The decision was made to just give First Bank a large taxpayer loan.

There were still problems. The estimate was that it would take €78 million plus to bail out the bank. The money only temporarily solved the liquidity crisis at the bank and the bank had to pay it back in three months.

The Central Bank knew the collateral on loans was incomplete or missing. A draft of a special audit of the bank done by PriceWaterhouseCoopers in late 2009 and early 2010 said the bank could be exaggerating the value of its assets and its best estimate was that it would need €110 million to be liquid. The report was never released, in part because First Bank wouldn’t provide enough documentation to complete it. Even while requesting a bailout, First Bank’s own board of directors admitted they were not sure about the condition of the bank because of poor documentation.

Three months after the bailout, an assessment by the Central Bank showed that the ailing bank was actually worse off after the bailout. It still had no money, faced immediate debts and was not covering customers’ claims. The Central Bank urged a seizure. The government resisted.

The government and First Bank worked out a payback system even though the bank remained in a difficult situation. Repayment of the bailout has never been investigated despite the Central Bank’s requests that prosecutors do so, and despite questions about the plan.

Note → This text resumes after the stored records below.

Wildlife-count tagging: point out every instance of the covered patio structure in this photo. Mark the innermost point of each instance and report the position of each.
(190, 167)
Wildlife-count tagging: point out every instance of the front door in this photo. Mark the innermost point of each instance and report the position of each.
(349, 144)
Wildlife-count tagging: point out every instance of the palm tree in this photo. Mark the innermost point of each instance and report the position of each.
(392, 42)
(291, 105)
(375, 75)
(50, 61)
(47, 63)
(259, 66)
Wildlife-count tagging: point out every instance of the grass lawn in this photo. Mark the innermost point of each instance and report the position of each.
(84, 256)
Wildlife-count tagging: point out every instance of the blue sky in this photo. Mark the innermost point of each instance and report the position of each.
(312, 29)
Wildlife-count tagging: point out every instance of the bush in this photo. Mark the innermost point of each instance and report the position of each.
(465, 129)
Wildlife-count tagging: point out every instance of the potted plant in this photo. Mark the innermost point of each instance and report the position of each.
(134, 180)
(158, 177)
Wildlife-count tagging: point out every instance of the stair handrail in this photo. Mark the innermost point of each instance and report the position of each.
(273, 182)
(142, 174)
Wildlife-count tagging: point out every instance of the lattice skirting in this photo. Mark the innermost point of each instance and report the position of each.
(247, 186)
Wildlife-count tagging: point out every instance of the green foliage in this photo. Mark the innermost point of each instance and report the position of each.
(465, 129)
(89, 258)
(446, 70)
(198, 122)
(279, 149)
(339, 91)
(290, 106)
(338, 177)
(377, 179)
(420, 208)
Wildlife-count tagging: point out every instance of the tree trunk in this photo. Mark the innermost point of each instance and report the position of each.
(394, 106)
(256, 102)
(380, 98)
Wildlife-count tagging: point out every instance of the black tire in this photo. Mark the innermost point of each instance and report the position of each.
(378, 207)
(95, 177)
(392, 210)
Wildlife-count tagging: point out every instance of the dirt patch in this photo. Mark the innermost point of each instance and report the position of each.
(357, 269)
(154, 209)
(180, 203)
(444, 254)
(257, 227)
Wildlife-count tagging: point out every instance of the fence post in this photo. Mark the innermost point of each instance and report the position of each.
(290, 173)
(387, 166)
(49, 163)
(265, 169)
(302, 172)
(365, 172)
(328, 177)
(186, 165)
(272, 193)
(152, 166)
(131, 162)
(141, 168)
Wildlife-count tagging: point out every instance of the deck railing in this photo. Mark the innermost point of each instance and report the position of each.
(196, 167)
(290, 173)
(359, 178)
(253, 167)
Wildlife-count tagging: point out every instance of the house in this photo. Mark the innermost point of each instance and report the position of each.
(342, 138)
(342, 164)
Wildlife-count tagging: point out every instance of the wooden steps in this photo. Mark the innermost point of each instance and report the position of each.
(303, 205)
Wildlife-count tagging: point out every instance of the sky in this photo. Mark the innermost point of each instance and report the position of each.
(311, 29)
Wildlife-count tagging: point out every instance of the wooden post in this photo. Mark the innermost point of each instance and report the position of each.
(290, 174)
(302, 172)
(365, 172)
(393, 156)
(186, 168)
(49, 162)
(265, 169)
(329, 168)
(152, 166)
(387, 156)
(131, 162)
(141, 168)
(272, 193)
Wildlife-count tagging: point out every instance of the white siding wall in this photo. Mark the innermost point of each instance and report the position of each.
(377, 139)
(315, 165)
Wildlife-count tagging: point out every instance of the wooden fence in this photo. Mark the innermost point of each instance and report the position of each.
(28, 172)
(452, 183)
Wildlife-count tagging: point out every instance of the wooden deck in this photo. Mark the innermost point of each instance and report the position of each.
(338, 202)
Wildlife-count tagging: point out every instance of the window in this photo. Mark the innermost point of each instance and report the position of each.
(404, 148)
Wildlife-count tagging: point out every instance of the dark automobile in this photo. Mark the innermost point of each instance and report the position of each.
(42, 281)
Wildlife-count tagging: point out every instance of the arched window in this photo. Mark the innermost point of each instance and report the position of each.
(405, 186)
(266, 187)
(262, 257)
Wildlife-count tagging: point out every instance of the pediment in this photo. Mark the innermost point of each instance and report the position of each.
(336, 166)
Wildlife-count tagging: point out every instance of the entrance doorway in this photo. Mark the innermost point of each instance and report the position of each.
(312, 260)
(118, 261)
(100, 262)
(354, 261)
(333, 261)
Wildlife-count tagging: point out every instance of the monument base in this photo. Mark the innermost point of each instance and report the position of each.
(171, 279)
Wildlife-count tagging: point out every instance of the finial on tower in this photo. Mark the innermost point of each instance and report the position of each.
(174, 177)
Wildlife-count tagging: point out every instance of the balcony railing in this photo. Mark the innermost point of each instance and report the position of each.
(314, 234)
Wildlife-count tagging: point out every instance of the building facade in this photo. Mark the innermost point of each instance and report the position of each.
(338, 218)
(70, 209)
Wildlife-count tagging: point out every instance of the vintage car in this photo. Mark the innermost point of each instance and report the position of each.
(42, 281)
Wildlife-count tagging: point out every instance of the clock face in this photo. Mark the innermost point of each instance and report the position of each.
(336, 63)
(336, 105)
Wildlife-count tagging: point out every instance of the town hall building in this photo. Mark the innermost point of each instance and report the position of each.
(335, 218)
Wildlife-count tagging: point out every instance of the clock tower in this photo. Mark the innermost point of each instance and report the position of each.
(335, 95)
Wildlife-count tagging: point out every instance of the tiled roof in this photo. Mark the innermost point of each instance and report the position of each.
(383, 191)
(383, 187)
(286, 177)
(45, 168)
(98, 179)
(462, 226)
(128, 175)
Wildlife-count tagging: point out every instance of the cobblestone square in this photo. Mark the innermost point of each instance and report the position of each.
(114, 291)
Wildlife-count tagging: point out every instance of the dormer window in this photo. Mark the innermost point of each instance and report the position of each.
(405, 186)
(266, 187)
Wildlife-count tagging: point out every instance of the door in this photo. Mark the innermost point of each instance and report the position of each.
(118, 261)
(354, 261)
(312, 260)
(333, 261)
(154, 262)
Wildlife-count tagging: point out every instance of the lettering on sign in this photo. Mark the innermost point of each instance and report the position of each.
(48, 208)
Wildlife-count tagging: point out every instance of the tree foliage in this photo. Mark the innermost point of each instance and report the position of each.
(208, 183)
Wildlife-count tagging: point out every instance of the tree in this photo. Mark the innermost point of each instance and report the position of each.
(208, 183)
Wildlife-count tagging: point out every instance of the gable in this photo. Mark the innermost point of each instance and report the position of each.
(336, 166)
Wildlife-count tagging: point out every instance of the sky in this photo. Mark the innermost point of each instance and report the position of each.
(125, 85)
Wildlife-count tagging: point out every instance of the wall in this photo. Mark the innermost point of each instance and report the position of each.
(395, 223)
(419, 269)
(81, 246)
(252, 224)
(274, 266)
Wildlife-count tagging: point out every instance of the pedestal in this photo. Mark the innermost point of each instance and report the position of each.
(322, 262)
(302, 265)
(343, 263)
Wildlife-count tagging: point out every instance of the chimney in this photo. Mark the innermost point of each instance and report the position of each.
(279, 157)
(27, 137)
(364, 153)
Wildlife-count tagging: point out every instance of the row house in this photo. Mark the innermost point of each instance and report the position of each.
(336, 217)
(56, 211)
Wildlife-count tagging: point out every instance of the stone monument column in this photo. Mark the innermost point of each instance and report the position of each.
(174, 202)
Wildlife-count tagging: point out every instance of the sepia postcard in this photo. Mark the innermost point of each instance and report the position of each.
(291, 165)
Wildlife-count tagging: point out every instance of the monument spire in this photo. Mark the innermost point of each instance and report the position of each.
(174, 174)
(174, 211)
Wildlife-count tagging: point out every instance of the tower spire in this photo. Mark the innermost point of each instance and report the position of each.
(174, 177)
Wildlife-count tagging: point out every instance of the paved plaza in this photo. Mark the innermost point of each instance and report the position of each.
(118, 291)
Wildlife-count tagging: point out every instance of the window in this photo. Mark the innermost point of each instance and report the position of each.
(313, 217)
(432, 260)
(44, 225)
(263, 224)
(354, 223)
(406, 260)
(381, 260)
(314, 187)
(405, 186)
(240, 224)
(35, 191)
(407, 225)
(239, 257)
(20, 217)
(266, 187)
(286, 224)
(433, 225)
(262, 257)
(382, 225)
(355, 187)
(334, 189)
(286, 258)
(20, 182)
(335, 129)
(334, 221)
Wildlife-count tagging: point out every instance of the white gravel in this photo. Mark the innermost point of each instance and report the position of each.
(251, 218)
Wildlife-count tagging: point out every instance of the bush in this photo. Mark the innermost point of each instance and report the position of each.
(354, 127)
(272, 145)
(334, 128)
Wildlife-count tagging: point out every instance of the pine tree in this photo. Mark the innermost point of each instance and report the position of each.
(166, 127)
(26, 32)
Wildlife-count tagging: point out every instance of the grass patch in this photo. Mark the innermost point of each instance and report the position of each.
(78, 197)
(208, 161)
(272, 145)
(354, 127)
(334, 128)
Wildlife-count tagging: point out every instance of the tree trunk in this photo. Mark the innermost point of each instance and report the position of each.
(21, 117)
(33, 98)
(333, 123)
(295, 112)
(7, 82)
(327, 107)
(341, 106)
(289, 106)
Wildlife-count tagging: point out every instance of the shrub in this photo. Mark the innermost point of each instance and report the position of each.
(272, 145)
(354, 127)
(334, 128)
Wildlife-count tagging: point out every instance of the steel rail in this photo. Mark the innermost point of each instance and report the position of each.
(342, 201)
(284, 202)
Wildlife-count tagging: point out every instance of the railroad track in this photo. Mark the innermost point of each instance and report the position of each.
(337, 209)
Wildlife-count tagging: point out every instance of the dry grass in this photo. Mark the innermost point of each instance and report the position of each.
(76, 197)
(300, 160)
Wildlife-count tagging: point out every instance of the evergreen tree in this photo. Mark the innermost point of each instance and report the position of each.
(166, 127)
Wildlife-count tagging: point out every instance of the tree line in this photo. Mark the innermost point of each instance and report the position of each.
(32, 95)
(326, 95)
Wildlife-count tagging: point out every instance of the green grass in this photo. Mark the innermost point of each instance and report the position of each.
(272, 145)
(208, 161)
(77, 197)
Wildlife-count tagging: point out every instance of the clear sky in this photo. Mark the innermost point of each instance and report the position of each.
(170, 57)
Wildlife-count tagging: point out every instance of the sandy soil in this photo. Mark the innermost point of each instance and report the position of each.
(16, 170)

The payback scheme involved wiring money to the government and the government wiring the same money back to another account in the same bank. There was no payback. At the start of one payment of €11 million, First Bank only had €19,000 in its account. When the money was wired back into the account of the regional water works, the debt switched from the government to the government water agency.

For all such trickery, the bank remained in trouble.

After frenzied negotiations between Djukanovic and Silvio Berlusconi, the president of Italy, the Montenegrin government announced in October 2009 that it had sold one its crown jewels – the state electric company. Electricity companies are sure money makers, and Elektropriveda controlled the Montenegrin market. The government agreed to a deal which involved A2A investing money – €100 million that was deposited in First Bank. The bank also earned money from the deal. A2A would take over a share of Elektropriveda.

The money saved the bank and just in time.

But the people of Montenegro lost. It wasn’t long before energy prices began rising.

The government wasn’t done. It passed a law on the Central Bank but added a legal manipulation ousting the governor of the Central Bank. This despite the fact that the Central Bank is supposed to be an independent body and the government should not be able to fire the governor. The procedure gutted independence of the office.

As proof of that new dependence, the new governor appointed was the former director of First Bank who has asked for the first government bailout.

“I thought at the time that this is a law in which, instead of the governor of the Central Bank, we will get a governess of First Bank,” said Popovic, the business professor.

Ljubisa Krgovic, the former governor and president of the Board of the Central Bank of Montenegro, refused to comment on the documents OCCRP obtained, his ousting or a law that prohibits him from disclosing information.

He provided a single sentence statement: “Montenegro needs an independent Central Bank which will not adjust its whole system and its basic policies (supervisory, regulatory and obligatory reserve policy) to a single bank.”

The European Union agreed. In the Montenegro Progress Report from Oct. 2011, the European Commission wrote: “The law also has to safeguard institutional and personal independence, especially regarding the case of the Governor of the Central Bank.”